钱氏听得脸色一白,不能吧,就打了一棍子,怎么就要挨板子坐大牢了!
还要验伤?
周宪章看钱氏吓得惨白的脸色,再看看一脸跃跃欲试的臭蛋和二狗,真相不言而喻。
他瞪了一眼周兴山,“周兴山钱氏,是私下赔偿,还是经官?”
周兴山看村长盯着他,他有些害怕,不能经官,经官他家必输。
他看了一眼周宁野,“栓子,那可是你大伯娘,有什么事咱们自家说不行吗?”
周宁野冷哼,“自家人,大伯娘可有把我当侄子?
她打我那一棍子可一点没留力气,要不是我命大,我哪有命在。”
周宁远点头,“就是,她打了我哥还骂我哥小贱种,死了干净。”
七叔爷听到这里,冷声道,“兴山呐,兴汉跟你家也就分家闹了点事,栓子好歹是你亲侄子,兴汉两口子失踪,你们两口子不帮一把就算了,怎么还想着欺负人呢?”

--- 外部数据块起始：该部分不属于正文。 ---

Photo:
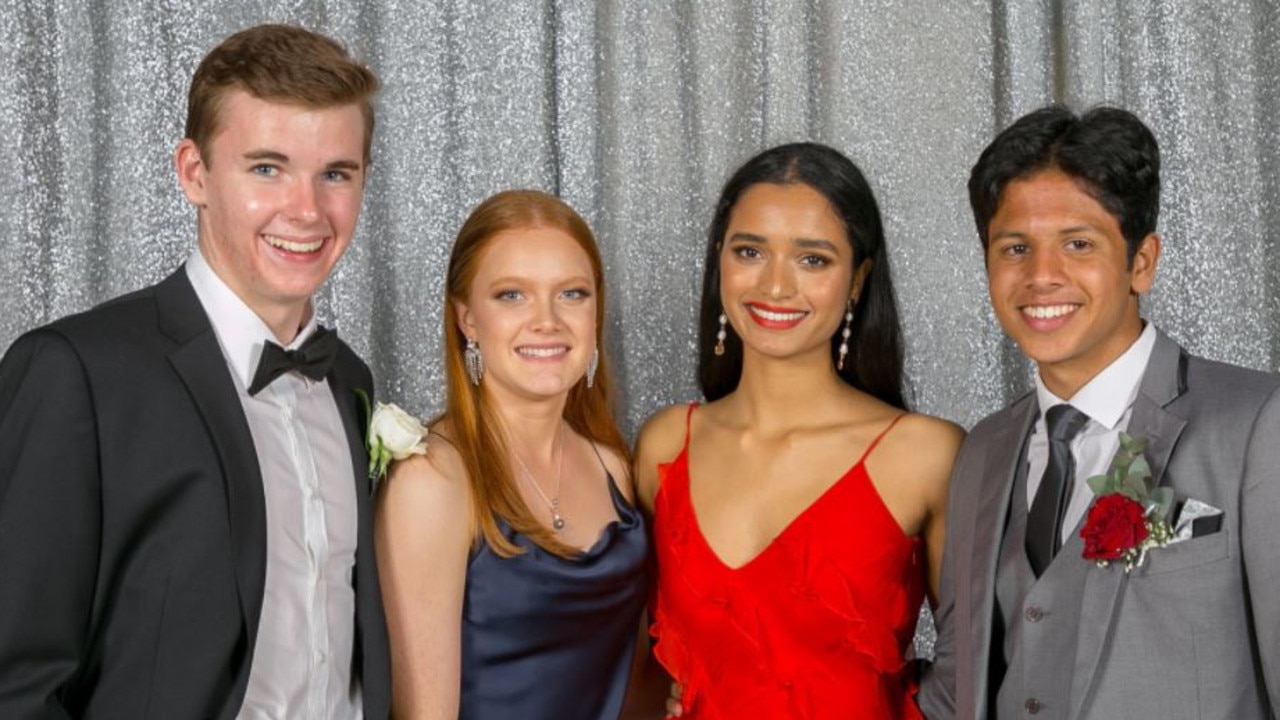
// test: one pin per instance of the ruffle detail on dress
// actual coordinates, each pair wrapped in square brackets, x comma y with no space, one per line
[854,623]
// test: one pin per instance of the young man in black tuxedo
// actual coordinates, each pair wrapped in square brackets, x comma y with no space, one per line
[184,518]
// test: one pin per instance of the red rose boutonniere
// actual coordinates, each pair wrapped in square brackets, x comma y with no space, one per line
[1129,515]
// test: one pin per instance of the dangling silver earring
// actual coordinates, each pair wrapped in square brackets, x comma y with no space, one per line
[474,360]
[844,336]
[592,367]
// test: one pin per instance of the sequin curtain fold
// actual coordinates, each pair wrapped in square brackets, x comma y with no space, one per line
[636,112]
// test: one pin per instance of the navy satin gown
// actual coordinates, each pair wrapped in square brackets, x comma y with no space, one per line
[545,637]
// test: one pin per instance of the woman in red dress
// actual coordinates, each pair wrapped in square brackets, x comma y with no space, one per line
[799,514]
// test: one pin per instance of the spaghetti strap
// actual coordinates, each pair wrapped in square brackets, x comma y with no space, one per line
[689,422]
[880,437]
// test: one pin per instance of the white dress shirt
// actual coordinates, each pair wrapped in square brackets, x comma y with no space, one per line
[1107,400]
[302,656]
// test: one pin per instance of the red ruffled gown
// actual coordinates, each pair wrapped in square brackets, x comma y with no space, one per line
[814,627]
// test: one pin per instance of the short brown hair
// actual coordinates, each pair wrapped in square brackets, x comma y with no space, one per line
[278,63]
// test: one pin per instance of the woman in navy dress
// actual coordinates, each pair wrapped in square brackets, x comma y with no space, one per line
[512,559]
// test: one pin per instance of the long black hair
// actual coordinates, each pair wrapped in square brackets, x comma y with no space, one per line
[874,360]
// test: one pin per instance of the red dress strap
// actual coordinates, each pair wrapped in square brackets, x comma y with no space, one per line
[689,422]
[880,437]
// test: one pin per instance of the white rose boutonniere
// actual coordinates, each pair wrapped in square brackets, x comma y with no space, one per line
[393,434]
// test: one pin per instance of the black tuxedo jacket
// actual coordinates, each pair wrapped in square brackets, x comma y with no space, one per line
[133,522]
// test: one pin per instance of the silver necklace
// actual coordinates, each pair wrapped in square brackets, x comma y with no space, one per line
[553,501]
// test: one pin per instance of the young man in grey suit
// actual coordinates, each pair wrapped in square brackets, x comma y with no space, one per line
[184,516]
[1027,625]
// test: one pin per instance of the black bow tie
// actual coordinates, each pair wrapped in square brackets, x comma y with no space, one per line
[312,359]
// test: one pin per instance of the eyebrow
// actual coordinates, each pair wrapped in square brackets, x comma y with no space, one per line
[282,158]
[517,279]
[808,242]
[1073,229]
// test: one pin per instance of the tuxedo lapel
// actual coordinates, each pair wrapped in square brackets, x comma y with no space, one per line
[200,363]
[978,579]
[1162,382]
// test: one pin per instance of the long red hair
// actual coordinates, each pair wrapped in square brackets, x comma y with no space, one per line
[474,420]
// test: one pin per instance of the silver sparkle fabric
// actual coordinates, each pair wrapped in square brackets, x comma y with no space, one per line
[636,112]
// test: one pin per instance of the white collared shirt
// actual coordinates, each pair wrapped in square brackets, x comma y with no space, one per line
[1107,400]
[302,656]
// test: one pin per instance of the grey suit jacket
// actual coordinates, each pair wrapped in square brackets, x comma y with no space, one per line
[1194,632]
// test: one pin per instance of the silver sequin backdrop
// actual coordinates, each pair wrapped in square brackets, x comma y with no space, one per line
[636,112]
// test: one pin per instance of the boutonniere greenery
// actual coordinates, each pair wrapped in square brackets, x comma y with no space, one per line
[392,434]
[1130,514]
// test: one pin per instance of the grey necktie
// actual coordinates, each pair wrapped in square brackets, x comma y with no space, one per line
[1045,519]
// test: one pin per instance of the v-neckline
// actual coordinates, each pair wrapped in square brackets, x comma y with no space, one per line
[794,522]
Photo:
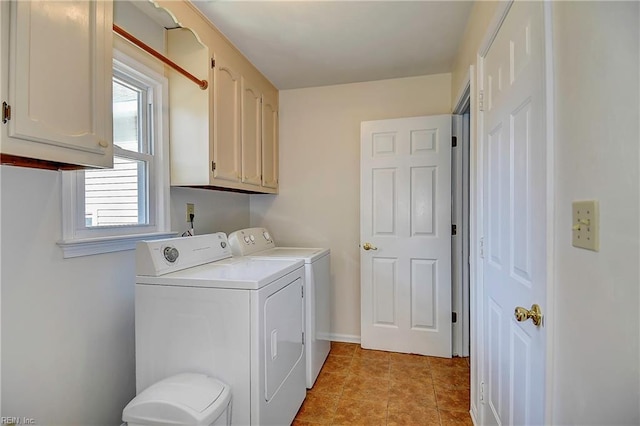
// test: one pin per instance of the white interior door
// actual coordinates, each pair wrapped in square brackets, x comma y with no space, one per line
[514,212]
[405,215]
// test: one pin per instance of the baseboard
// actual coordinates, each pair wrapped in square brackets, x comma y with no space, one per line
[345,338]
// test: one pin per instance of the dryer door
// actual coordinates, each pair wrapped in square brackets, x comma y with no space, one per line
[283,322]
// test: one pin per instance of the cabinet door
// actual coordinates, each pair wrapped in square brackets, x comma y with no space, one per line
[269,142]
[226,122]
[251,133]
[59,84]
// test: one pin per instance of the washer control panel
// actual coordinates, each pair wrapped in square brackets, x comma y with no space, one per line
[250,240]
[159,257]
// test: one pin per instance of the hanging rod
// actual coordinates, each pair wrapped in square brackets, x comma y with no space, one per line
[203,84]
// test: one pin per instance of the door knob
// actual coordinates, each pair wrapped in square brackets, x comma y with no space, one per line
[523,314]
[369,246]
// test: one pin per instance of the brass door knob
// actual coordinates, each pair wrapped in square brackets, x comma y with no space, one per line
[523,314]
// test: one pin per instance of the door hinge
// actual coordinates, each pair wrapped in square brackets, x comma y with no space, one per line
[6,112]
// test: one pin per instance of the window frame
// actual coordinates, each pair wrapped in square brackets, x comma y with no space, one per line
[80,240]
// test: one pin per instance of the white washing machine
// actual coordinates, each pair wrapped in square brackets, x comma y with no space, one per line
[258,243]
[200,310]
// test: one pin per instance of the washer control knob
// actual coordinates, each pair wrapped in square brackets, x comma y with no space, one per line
[171,254]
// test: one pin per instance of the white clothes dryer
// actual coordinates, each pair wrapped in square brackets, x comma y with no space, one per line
[258,243]
[200,310]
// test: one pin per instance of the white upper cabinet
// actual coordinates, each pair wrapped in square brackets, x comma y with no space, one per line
[269,141]
[224,137]
[226,122]
[251,134]
[57,55]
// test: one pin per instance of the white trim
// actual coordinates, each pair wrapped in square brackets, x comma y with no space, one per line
[100,245]
[463,97]
[549,323]
[492,30]
[475,234]
[345,338]
[457,345]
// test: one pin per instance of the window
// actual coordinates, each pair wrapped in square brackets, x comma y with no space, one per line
[111,209]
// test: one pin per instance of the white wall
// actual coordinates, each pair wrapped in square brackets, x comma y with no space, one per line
[597,140]
[318,204]
[215,211]
[68,324]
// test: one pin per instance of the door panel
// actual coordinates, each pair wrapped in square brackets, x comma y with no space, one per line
[514,217]
[406,216]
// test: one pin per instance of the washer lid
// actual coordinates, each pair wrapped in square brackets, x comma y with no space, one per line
[309,255]
[185,399]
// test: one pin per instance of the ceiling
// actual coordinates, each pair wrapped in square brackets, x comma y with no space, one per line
[299,44]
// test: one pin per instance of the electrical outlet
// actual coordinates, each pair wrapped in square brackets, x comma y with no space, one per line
[191,210]
[585,227]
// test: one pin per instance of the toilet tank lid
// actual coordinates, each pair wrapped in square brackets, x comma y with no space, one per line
[184,399]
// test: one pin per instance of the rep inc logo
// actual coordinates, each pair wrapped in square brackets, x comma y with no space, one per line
[6,420]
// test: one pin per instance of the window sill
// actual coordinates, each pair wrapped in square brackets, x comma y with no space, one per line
[91,246]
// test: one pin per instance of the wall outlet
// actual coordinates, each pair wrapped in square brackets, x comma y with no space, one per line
[191,210]
[585,228]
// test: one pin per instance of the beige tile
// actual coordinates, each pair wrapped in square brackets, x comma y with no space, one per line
[358,412]
[318,409]
[371,354]
[418,417]
[329,383]
[337,364]
[410,373]
[305,423]
[451,379]
[455,418]
[343,349]
[412,394]
[370,368]
[364,388]
[453,399]
[398,358]
[448,363]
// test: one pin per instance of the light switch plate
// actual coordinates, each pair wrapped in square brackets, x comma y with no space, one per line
[585,227]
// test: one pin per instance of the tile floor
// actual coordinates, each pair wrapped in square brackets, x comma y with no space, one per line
[364,387]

周兴山脸皮涨的通红,“七叔,这是意外,我也不知道这老娘们她打人呢。”
有跟周兴山不对付人,讥讽道,“这是看人家没了爹娘,盯上人家那几亩麦地了吧?”
“哎呦,真别说,除了那几亩地,还有一片宅子呢,那土坯房可是兴汉娶媳妇才盖的,也才十多年。”
“这么做真不地道,他是不是忘了,还有周兴海,周兴川两家呢?”
“钱氏闹起来,会让周老二周老三插手?”
“嘿,还真是,周兴汉两口子是不是死了还不一定呢,这么快就惦记人家家产,亲侄子都想弄死,太缺德了。”
周兴山脸皮紫涨,被人说的抹不开面子,暗恨钱氏坏事,转身抽了钱氏一耳光。
“蠢妇,你让我怎么对得起兄弟。”
钱氏委屈的看着周兴山,眼神闪躲不敢说话。
周宪章冷声道,“周兴山,你说是赔偿栓子伤药钱,还是找县太爷断案?”
周兴山恼怒钱氏做事不小心,又记恨周宁野不给他留颜面,可是这事必须解决。
“我们赔钱,栓子,一共多少药钱?”
周宁野看着周兴山那恨不得打死他的神情,故意装看不到。
反而认真道,“大伯,胡郎中出诊钱,我脑袋上的伤也需要喝药,这些都要钱。
还有,大伯娘诬赖我抢周小旺,给我坏了名声。